US 12,271,430 B2
Data cataloging based on classification models
Leon Burda, Cupertino, CA (US); Lingling Yan, Morgan Hill, CA (US); and Shayak Sadhu, Hooghly (IN)
Assigned to HITACHI VANTARA LLC, Santa Clara, CA (US)
Appl. No. 18/036,468
Filed by HITACHI VANTARA LLC, Santa Clara, CA (US)
PCT Filed Nov. 17, 2020, PCT No. PCT/US2020/060834
§ 371(c)(1), (2) Date May 11, 2023,
PCT Pub. No. WO2022/108576, PCT Pub. Date May 27, 2022.
Prior Publication US 2024/0012859 A1, Jan. 11, 2024
Int. Cl. G06F 16/906 (2019.01); G06F 16/907 (2019.01)
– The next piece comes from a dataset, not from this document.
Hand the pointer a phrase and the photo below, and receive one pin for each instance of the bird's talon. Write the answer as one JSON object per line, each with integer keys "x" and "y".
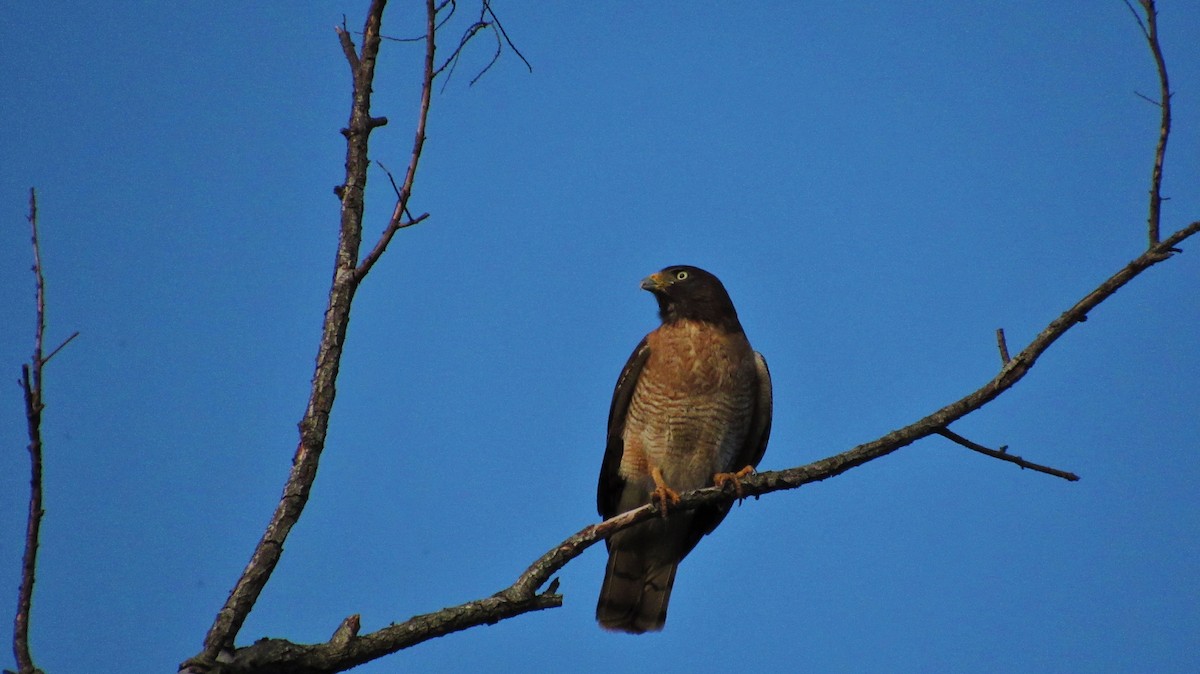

CPC G06F 16/906 (2019.01) [G06F 16/907 (2019.01)] 20 Claims
OG exemplary drawing
 
1. A system comprising:
one or more processors configured by executable instructions to perform operations comprising:
receiving a first data set including structured or semi-structured data;
receiving a user input to create a classification to use for the first data set;
receiving a user input to associate, in a metadata glossary, the classification with the first data set as reference data;
generating a first fingerprint for a first classification model based on a plurality of data properties of the first data set, the plurality of data properties of the first data set being determined based on at least one of top K most frequent values, top K most frequent patterns, top K most frequent tokens, length distribution, minimum and/or maximum values, quantiles, cardinality, row counts, null counts, numeric counts, T-digest quantiles for numeric data, or hyperloglog for cardinality estimation;
determining a classification association with the first data set based in part on comparing the first fingerprint of the first classification model with a second fingerprint associated with a second classification model of a second data set, the second fingerprint being determined based at least in part on a plurality of data properties of the second data set;
determining a user curation result with respect to the classification association with the first data set; and
updating the first classification model for the first data set based at least in part on the user curation result.